Swartz killed himself Friday, just a few weeks before a hearing in a criminal case that could have landed him with 35 years in prison and $1 million in fines. The free information activist was accused of stealing millions of academic articles from an MIT database in 2011.
The “hacktivist” group, Anonymous, left a message on the university’s site declaring that the criminal investigation into Swartz was “a grotesque miscarriage of justice, a distorted and perverse shadow of the justice that Aaron died fighting for,” according to a copy of the page, which is no longer available.
The group left a list of demands, such as changes to computer crime laws and copyright and intellectual property law.
In support of Swartz’s mission, academics of all disciplines took to Twitter to announce that they have made their published work available for free in the “PDF Tribute” campaign.

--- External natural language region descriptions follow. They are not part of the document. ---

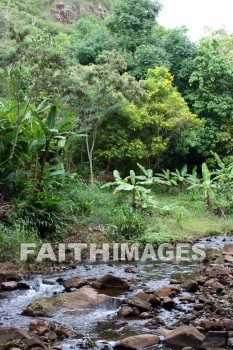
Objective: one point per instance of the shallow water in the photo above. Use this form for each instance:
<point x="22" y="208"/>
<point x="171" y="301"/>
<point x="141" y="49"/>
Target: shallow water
<point x="151" y="277"/>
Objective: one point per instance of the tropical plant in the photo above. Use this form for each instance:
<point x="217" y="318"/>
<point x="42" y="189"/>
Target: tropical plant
<point x="165" y="178"/>
<point x="207" y="184"/>
<point x="180" y="177"/>
<point x="140" y="196"/>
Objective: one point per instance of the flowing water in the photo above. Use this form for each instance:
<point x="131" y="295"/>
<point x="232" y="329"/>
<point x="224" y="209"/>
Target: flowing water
<point x="151" y="276"/>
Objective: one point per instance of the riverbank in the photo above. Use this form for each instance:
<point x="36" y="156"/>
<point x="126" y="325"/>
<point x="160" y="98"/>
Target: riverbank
<point x="108" y="304"/>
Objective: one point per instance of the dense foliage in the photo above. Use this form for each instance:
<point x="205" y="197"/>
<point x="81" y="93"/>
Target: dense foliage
<point x="87" y="89"/>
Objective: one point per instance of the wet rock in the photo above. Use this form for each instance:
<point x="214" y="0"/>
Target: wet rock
<point x="113" y="282"/>
<point x="168" y="303"/>
<point x="63" y="331"/>
<point x="228" y="325"/>
<point x="75" y="282"/>
<point x="49" y="282"/>
<point x="23" y="285"/>
<point x="132" y="269"/>
<point x="187" y="298"/>
<point x="230" y="342"/>
<point x="228" y="249"/>
<point x="136" y="311"/>
<point x="215" y="340"/>
<point x="82" y="298"/>
<point x="190" y="286"/>
<point x="150" y="298"/>
<point x="11" y="335"/>
<point x="137" y="342"/>
<point x="139" y="303"/>
<point x="155" y="322"/>
<point x="185" y="336"/>
<point x="167" y="291"/>
<point x="126" y="311"/>
<point x="8" y="286"/>
<point x="10" y="276"/>
<point x="210" y="325"/>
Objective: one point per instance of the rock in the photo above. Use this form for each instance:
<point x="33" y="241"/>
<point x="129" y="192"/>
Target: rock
<point x="10" y="276"/>
<point x="137" y="342"/>
<point x="23" y="285"/>
<point x="113" y="282"/>
<point x="187" y="298"/>
<point x="8" y="286"/>
<point x="82" y="298"/>
<point x="136" y="311"/>
<point x="63" y="331"/>
<point x="215" y="340"/>
<point x="167" y="291"/>
<point x="228" y="249"/>
<point x="230" y="342"/>
<point x="228" y="258"/>
<point x="125" y="311"/>
<point x="209" y="325"/>
<point x="185" y="336"/>
<point x="228" y="324"/>
<point x="10" y="335"/>
<point x="139" y="303"/>
<point x="168" y="303"/>
<point x="132" y="269"/>
<point x="75" y="282"/>
<point x="190" y="286"/>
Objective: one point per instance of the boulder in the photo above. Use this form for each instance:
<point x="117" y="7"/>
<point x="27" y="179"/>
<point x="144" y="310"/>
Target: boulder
<point x="11" y="335"/>
<point x="142" y="305"/>
<point x="228" y="249"/>
<point x="83" y="298"/>
<point x="167" y="291"/>
<point x="137" y="342"/>
<point x="190" y="286"/>
<point x="113" y="282"/>
<point x="10" y="276"/>
<point x="168" y="303"/>
<point x="215" y="340"/>
<point x="75" y="282"/>
<point x="8" y="286"/>
<point x="185" y="336"/>
<point x="23" y="285"/>
<point x="125" y="311"/>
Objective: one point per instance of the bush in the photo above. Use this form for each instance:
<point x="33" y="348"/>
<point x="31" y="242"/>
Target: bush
<point x="12" y="236"/>
<point x="126" y="224"/>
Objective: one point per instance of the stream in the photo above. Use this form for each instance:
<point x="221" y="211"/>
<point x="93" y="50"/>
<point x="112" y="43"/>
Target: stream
<point x="151" y="276"/>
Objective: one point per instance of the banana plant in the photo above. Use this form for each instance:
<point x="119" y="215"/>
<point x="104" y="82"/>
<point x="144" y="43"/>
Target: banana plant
<point x="140" y="196"/>
<point x="180" y="177"/>
<point x="207" y="184"/>
<point x="165" y="178"/>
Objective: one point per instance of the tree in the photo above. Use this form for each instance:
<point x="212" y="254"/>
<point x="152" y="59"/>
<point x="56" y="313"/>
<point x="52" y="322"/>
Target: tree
<point x="98" y="88"/>
<point x="132" y="22"/>
<point x="211" y="97"/>
<point x="148" y="130"/>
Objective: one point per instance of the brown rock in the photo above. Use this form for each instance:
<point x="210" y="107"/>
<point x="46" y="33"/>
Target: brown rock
<point x="185" y="336"/>
<point x="190" y="286"/>
<point x="167" y="291"/>
<point x="23" y="285"/>
<point x="125" y="311"/>
<point x="137" y="342"/>
<point x="215" y="340"/>
<point x="8" y="286"/>
<point x="82" y="298"/>
<point x="139" y="303"/>
<point x="75" y="282"/>
<point x="113" y="282"/>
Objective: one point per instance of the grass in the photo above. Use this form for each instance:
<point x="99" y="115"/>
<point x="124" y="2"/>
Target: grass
<point x="180" y="217"/>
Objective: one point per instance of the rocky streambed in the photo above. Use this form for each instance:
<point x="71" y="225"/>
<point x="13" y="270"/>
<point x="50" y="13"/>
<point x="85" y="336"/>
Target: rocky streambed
<point x="122" y="306"/>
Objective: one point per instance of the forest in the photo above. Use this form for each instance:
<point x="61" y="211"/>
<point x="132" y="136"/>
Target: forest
<point x="112" y="127"/>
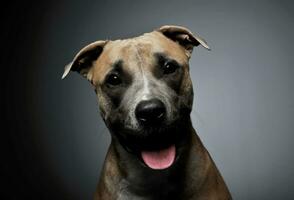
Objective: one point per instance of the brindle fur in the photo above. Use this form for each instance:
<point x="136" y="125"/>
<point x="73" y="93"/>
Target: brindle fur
<point x="138" y="62"/>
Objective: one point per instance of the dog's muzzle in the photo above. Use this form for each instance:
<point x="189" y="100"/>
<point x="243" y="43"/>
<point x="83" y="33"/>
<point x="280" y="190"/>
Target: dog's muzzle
<point x="150" y="112"/>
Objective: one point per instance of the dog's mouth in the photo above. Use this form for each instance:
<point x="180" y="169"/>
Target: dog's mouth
<point x="159" y="159"/>
<point x="156" y="148"/>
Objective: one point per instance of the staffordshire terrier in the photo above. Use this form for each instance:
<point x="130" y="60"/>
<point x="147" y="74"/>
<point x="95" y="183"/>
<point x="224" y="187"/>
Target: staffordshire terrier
<point x="145" y="98"/>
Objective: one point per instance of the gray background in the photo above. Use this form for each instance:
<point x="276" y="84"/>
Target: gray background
<point x="244" y="100"/>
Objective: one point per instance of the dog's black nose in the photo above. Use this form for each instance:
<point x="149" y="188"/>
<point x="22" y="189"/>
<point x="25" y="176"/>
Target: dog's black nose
<point x="150" y="112"/>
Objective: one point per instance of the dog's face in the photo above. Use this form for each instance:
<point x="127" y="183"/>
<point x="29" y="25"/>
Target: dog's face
<point x="143" y="85"/>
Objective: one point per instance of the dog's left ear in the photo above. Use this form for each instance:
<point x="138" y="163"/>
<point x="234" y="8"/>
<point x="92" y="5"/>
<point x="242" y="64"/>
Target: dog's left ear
<point x="183" y="36"/>
<point x="82" y="62"/>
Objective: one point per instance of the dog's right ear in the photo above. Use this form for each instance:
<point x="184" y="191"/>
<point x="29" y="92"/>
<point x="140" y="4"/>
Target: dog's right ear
<point x="82" y="62"/>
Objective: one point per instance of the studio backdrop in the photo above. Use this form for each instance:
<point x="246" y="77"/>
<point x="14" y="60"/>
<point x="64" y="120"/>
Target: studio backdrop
<point x="53" y="139"/>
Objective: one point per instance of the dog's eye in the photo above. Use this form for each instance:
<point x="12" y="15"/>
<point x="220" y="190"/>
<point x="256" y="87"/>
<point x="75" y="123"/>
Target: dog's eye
<point x="170" y="67"/>
<point x="113" y="79"/>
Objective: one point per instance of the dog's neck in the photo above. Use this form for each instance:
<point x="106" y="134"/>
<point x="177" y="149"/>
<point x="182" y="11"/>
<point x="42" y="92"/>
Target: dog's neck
<point x="123" y="171"/>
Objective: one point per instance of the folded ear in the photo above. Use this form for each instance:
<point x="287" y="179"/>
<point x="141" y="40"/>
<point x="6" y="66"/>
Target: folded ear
<point x="82" y="62"/>
<point x="183" y="36"/>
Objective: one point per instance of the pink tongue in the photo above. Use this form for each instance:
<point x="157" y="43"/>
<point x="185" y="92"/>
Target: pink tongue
<point x="161" y="159"/>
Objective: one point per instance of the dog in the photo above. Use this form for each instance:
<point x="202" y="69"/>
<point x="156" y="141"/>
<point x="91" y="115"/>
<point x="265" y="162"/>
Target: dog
<point x="145" y="98"/>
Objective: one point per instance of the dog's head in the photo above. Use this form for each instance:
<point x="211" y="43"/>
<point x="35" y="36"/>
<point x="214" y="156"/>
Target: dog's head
<point x="143" y="85"/>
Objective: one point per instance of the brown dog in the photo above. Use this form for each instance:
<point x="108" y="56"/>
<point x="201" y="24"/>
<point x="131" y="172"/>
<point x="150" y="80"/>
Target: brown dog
<point x="145" y="96"/>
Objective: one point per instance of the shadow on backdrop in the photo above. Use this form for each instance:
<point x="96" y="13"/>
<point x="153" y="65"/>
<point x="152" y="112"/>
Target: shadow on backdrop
<point x="55" y="141"/>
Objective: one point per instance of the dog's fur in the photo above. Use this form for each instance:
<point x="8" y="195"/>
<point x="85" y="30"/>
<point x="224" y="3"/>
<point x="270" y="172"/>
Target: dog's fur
<point x="138" y="65"/>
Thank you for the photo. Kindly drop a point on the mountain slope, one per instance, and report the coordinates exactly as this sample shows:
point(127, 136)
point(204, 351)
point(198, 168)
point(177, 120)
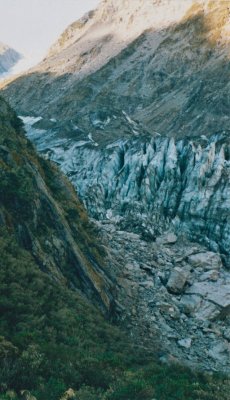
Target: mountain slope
point(8, 58)
point(162, 95)
point(167, 70)
point(51, 338)
point(40, 208)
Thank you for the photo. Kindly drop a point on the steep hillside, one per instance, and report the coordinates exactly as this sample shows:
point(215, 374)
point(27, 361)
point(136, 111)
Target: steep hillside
point(8, 58)
point(149, 125)
point(51, 338)
point(132, 103)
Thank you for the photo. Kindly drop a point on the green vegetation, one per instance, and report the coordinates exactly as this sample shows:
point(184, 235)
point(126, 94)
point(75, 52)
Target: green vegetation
point(51, 337)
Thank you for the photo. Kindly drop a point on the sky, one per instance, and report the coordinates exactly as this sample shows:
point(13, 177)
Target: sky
point(31, 26)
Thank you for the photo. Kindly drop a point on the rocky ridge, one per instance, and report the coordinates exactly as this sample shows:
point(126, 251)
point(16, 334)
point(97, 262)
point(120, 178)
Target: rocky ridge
point(39, 208)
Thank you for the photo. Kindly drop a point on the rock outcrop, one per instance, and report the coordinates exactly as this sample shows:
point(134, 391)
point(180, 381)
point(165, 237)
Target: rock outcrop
point(40, 208)
point(8, 58)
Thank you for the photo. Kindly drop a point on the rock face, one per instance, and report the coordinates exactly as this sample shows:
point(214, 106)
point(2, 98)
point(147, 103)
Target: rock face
point(166, 303)
point(8, 58)
point(40, 209)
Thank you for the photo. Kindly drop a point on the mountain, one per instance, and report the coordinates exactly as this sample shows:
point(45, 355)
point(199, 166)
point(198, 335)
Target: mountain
point(8, 58)
point(144, 112)
point(132, 103)
point(52, 340)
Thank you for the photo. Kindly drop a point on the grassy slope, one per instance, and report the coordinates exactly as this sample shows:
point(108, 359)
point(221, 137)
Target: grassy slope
point(51, 337)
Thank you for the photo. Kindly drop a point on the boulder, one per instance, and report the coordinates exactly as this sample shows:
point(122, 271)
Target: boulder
point(69, 395)
point(177, 280)
point(207, 260)
point(168, 238)
point(186, 343)
point(26, 395)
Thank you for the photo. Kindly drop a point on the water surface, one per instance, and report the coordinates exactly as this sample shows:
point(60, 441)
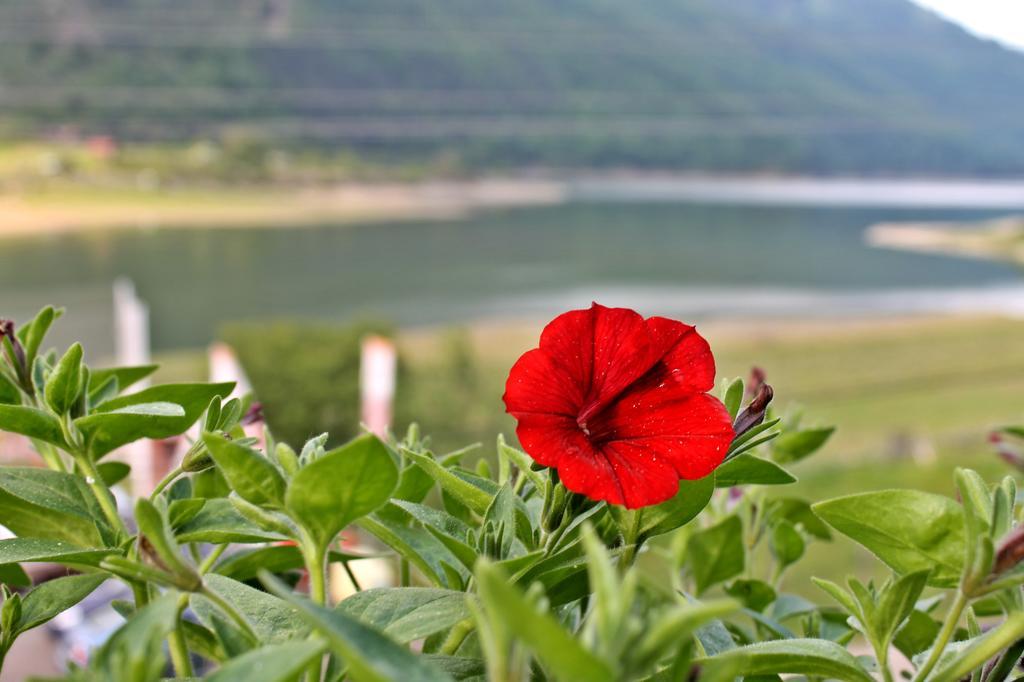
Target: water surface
point(673, 258)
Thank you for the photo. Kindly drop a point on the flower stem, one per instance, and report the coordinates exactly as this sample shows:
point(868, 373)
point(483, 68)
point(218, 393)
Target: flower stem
point(165, 481)
point(457, 636)
point(101, 493)
point(948, 628)
point(630, 540)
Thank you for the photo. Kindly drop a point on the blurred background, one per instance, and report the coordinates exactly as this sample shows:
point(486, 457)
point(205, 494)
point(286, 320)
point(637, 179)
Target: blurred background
point(828, 188)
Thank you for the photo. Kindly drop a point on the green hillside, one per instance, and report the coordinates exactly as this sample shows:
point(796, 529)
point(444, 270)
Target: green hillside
point(824, 86)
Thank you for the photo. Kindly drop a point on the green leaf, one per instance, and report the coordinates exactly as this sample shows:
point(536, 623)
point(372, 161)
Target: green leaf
point(249, 473)
point(754, 594)
point(112, 425)
point(154, 529)
point(219, 522)
point(125, 376)
point(896, 602)
point(460, 668)
point(273, 621)
point(16, 550)
point(371, 655)
point(424, 551)
point(9, 393)
point(785, 543)
point(797, 656)
point(33, 333)
point(50, 505)
point(54, 597)
point(281, 663)
point(342, 486)
point(840, 595)
point(799, 513)
point(246, 564)
point(408, 613)
point(909, 530)
point(677, 626)
point(65, 382)
point(33, 423)
point(467, 494)
point(750, 470)
point(560, 652)
point(795, 445)
point(113, 472)
point(135, 651)
point(716, 554)
point(979, 650)
point(522, 462)
point(691, 499)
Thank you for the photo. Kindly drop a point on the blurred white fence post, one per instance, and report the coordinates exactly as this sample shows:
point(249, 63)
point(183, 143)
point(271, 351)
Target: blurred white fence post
point(131, 344)
point(377, 377)
point(224, 367)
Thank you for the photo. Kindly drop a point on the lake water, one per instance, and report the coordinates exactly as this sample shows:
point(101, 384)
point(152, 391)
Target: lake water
point(683, 259)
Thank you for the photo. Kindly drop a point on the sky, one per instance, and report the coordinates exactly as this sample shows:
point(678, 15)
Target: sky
point(999, 19)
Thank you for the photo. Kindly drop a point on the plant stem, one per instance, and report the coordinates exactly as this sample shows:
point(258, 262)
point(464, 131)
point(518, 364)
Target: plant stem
point(211, 559)
point(102, 494)
point(948, 628)
point(165, 481)
point(457, 636)
point(630, 540)
point(403, 572)
point(351, 577)
point(179, 651)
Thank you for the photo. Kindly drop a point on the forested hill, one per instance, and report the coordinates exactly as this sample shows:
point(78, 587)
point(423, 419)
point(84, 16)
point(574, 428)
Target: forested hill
point(814, 86)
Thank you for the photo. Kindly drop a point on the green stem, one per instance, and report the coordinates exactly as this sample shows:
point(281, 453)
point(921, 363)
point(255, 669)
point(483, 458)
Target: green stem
point(211, 559)
point(457, 636)
point(101, 493)
point(406, 578)
point(351, 577)
point(882, 653)
point(176, 643)
point(165, 481)
point(630, 539)
point(948, 628)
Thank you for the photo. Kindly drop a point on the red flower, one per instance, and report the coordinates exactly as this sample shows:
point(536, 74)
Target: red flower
point(619, 405)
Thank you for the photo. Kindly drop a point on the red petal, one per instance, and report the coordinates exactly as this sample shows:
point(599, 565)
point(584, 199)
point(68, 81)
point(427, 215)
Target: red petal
point(552, 439)
point(691, 432)
point(537, 385)
point(685, 354)
point(603, 349)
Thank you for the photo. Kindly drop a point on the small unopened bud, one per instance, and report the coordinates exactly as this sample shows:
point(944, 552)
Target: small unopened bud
point(754, 384)
point(15, 354)
point(254, 415)
point(1011, 552)
point(754, 414)
point(197, 459)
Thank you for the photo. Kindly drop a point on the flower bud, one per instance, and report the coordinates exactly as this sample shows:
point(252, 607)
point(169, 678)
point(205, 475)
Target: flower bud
point(754, 414)
point(197, 459)
point(1010, 552)
point(15, 354)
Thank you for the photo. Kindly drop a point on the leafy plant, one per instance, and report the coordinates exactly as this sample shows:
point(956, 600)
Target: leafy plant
point(505, 573)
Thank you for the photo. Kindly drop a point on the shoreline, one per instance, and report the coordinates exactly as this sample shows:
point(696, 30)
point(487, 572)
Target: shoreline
point(80, 209)
point(1000, 240)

One Twitter user, Stefano Zacchiroli, provided a link to all of his papers, “no matter the unjust copyright transfers I’ve been forced to sign.
A White House petition has also garnered from thousands, demanding that US District Attorney Carmen Ortiz be removed from office for “overreach” in the Swartz case.
The group made sure to leave an apology to MIT for “this temporary use of their websites” and provided a link to the school’s regular homepage.
Anonymous has hacked into websites before, most recently in December when the controversial Westboro Baptist Church announced it would be protesting at the funerals of Sandy Hook shooting victims, according to the Christian Post.
The group stole members’ private information and then posted on the church’s website, “We will not allow you to corrupt the minds of America with your seeds of hatred. We will not allow you to inspire aggression to the social factions which you deem inferior. We will render you obsolete. We will destroy you. We are coming.”